A crazy thing happened on Monday when a rocket took a direct lightning strike during mid-launch. The unbelievable moment was captured on video when a Russian rocket barreled through the electrifying weather conditions.
Russian space agency Roscosmos launched a Soyuz 2-1b rocket from the Plesetsk Cosmodrome, which is about 500 miles north of Moscow. Footage captures the exact second the lightning bolt slams into the Soyuz rocket about 10 seconds after the launch.
The lightning strike didn’t adversely affect the rocket and it continued on its mission. The Soyuz rocket continued into low-Earth orbit for the next 3.5 hours and delivered a Glonass-M navigation satellite into orbit on schedule as planned.
“Lightning is not an obstacle to you,” Roscosmos director Dmitry Rogozin said of the lightning strike as he congratulated the Glonass-M launch team and military Space Forces.
“The weather is not an obstacle and we [the Space Force of Russia’s Aerospace Forces] are all-weather troops,” said Plesetsk Cosmodrome chief Nikolai Nestechuk. “This is yet another proof that lightning cannot damage our aerospace weapons.”

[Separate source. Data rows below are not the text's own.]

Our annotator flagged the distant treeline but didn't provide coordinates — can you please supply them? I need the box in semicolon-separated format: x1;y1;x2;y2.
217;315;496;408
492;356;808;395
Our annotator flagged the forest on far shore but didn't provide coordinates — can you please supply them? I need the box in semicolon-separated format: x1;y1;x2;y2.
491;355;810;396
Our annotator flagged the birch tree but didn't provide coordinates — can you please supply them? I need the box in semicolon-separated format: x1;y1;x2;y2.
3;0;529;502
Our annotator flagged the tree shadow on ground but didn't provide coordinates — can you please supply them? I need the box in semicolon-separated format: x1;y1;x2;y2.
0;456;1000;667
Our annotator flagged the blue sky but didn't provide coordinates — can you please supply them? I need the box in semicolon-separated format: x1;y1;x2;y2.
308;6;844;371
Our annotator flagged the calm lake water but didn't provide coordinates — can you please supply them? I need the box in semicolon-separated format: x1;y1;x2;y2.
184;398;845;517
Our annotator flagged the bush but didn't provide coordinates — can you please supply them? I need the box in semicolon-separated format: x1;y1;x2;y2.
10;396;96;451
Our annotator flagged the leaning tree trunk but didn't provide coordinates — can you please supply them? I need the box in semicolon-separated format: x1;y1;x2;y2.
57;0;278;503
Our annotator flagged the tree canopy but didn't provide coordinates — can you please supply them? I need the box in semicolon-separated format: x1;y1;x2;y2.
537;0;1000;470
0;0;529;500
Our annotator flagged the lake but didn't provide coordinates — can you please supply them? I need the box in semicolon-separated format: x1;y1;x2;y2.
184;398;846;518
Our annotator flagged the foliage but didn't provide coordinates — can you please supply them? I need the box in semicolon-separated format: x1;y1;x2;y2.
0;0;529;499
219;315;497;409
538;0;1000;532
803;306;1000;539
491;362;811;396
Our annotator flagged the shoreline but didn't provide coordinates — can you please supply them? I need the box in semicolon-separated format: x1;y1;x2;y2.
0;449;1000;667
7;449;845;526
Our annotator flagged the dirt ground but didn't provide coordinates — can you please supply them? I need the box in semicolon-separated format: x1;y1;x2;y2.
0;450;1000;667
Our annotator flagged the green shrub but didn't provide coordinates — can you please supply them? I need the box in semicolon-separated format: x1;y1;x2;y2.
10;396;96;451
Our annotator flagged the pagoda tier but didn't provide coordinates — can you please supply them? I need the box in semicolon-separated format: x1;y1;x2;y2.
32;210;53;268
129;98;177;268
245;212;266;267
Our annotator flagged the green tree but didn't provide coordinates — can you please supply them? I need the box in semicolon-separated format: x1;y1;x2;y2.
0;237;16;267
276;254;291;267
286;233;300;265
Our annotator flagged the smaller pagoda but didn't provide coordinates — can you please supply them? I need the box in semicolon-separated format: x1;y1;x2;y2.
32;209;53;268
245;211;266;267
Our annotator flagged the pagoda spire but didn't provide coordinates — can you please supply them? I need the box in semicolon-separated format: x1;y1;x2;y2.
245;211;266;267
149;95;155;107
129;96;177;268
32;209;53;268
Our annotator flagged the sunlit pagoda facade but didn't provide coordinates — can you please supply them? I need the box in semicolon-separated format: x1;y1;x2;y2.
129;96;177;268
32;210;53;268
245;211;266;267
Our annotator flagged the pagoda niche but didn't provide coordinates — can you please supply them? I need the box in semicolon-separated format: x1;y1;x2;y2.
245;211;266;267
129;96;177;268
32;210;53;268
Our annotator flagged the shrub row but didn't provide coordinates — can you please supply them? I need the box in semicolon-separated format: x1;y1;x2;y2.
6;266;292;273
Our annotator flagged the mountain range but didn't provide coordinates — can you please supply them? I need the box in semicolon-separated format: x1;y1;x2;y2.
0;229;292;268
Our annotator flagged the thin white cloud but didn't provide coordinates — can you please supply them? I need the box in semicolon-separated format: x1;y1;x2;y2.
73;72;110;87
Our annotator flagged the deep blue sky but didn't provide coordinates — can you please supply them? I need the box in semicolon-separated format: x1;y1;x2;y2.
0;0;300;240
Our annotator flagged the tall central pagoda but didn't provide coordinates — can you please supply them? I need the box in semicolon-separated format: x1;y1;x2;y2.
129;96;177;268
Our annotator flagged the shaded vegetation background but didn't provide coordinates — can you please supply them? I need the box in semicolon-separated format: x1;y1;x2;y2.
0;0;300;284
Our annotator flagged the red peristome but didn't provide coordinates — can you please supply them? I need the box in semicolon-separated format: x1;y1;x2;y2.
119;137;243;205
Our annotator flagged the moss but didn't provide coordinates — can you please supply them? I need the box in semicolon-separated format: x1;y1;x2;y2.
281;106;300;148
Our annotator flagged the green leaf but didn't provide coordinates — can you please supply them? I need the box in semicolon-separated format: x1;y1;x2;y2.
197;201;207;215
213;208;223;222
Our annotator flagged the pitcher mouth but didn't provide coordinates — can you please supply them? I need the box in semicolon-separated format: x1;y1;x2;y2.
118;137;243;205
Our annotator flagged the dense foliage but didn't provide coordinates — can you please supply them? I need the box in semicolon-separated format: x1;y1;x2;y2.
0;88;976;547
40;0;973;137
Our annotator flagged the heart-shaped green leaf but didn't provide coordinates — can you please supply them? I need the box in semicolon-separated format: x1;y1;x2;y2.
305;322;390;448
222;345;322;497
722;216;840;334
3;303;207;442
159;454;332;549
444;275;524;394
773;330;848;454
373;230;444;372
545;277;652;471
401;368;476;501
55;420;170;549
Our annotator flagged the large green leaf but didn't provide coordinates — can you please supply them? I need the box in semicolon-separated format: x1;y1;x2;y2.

The satellite was also unharmed by the lightning strike. “A stable telemetric connection is established and maintained with the spacecraft,” the Russian Ministry of Defense said. “The on-board systems of the Glonass-M spacecraft are functioning normally.”
This is actually not the first time that a rocket took a lightning strike while leaving the atmosphere. NASA’s Saturn V rockets were hit twice during the Apollo 12 mission on November 14, 1969. The spacecraft had some minor instrument failures but was still able to continue their mission to the Moon as planned.